Also, pretty much exactly what I said.

 

So, it is both after the actual soldering happens, during the cooling phase, as well as during the operational life of the package as it undergoes thermal cycling.

 

And as I was saying, small thermal variations, like the one you show in your chart aren't the kind I am referring to. As you can see from your own chart, the delta T of the CPU in your example is ~10F which is insignificant in the context of coefficient of thermal expansion mismatch related delamination or crack formation in the materials being discussed. 

 

If it was a delta T of something like 60C, which is what you'd expect from a powered off CPU to full load, then back down, the actual thermal expansion would be much more significant than the small 10F fluctuation in your chart. 

 

While it looks jagged to someone who doesn't know how to read a graph, its really an insignificant variation in the context of the materials being discussed and their respective delamination from one another as a result of thermal cycling. I mean, the chart actually starts at 50 and goes to 100, and it stays between 70 and 80 for the most part but that chart actually illustrates what I was saying about temperature variations, as it stays within a very narrow temperature band.

 

Plenty of systems have also constant speed fans. And if the fan's speed is constant, it's not going to drop below that maximum. I obviously don't mean the absolute maximum speed that the fan is physically capable of before prematurely failing, but rather the maximum speed it's designed to constantly run at since it's a constant speed fan, as opposed to a variable speed fan, but I thought that went without overtly stating.

 

Not sure what the graph of sensor data is supposed to show about constant vs variable speed fans...

 

"not really reading that post fully/intently as it's rather long and doesn't actaully say anything I don't already know." lol ok

[Carclis]

So the Xeons get the $TIM instead of STIM. It all makes sense now.

[BuckGup]

12 hours ago, M.Yurizaki said:

It's like the "LOL INTEL TOOTHPASTE" people don't acknowledge this exists:

 

One costs $100 one costs $5000. There is a difference 

[leadeater]

7 minutes ago, Amazonsucks said:

Credentialsim is cool and all, but perhaps you should read the article that you told me to just read more carefully. It's not during soldering itself that the CTE mismatch is the issue. It's after, as the solution solidifies and cools, that the pulling effect happens. 

 

From the linked article:

 

"However the same sort of stresses are imparted onto the packages as the Indium cools causing further bending of the substrate."

 

Which is pretty much exactly what I said...

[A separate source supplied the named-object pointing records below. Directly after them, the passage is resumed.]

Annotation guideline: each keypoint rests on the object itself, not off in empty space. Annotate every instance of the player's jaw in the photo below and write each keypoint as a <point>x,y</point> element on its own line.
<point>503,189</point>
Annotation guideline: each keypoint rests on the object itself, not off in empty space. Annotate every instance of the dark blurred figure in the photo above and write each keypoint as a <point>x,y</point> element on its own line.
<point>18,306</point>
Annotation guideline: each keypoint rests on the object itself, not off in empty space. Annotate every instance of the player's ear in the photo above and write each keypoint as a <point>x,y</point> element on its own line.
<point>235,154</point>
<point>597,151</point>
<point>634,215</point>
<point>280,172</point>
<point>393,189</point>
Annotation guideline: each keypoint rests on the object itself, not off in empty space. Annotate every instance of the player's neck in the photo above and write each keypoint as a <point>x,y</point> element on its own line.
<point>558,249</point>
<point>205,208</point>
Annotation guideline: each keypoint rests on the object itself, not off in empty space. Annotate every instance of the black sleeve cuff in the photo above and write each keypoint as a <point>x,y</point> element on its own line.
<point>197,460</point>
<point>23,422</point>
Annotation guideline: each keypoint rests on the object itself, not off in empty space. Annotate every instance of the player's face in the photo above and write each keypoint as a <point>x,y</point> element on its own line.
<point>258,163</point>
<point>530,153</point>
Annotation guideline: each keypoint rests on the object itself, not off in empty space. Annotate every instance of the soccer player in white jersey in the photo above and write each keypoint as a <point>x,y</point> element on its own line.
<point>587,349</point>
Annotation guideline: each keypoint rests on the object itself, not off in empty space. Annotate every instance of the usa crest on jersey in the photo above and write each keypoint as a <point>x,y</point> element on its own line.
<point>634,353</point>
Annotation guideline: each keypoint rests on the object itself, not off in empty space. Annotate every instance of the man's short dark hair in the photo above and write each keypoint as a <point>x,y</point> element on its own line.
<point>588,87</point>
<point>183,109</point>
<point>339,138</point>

And the process you just mentioned is at production when the the die and IHS is soldered, when else do you think the solution is solidifying? There's only one time that ever happens.

 

Quote

While the largest thermal swing occurs at production time, the life cycle of the processor can also contribute to delamination. Thus, a fresh soldered processor BNIB is at its peak thermal performance prior to running hundreds of heating cycles. Larger dies are less prone to stress based delamination at production time.

 

There's a really big difference in theory and actuality here, the theory is more than correct however the impact is very small. There are thousands and thousands of Xeon 5100 series through to 5600 series all running perfectly fine with zero thermal issues, that and I have never heard of any Xeon having this problem in real life.

 

The only reason Intel doesn't solder the desktop CPUs is the die size, as is near as much directly stated in the link, so much as so that they postulate that 7nm Ryzen will be paste not solder because of the die size problem.

[Mira Yurizaki]

1 hour ago, The Benjamins said:

People don't because that is not a issue.

AMD has solder on high end CPUs, and uses paste for cost savings on low end CPUs.

Intel uses paste as cost savings on most CPUs, If intel would of had x299 and i7 and or i5 as soldered it would not of been a issue.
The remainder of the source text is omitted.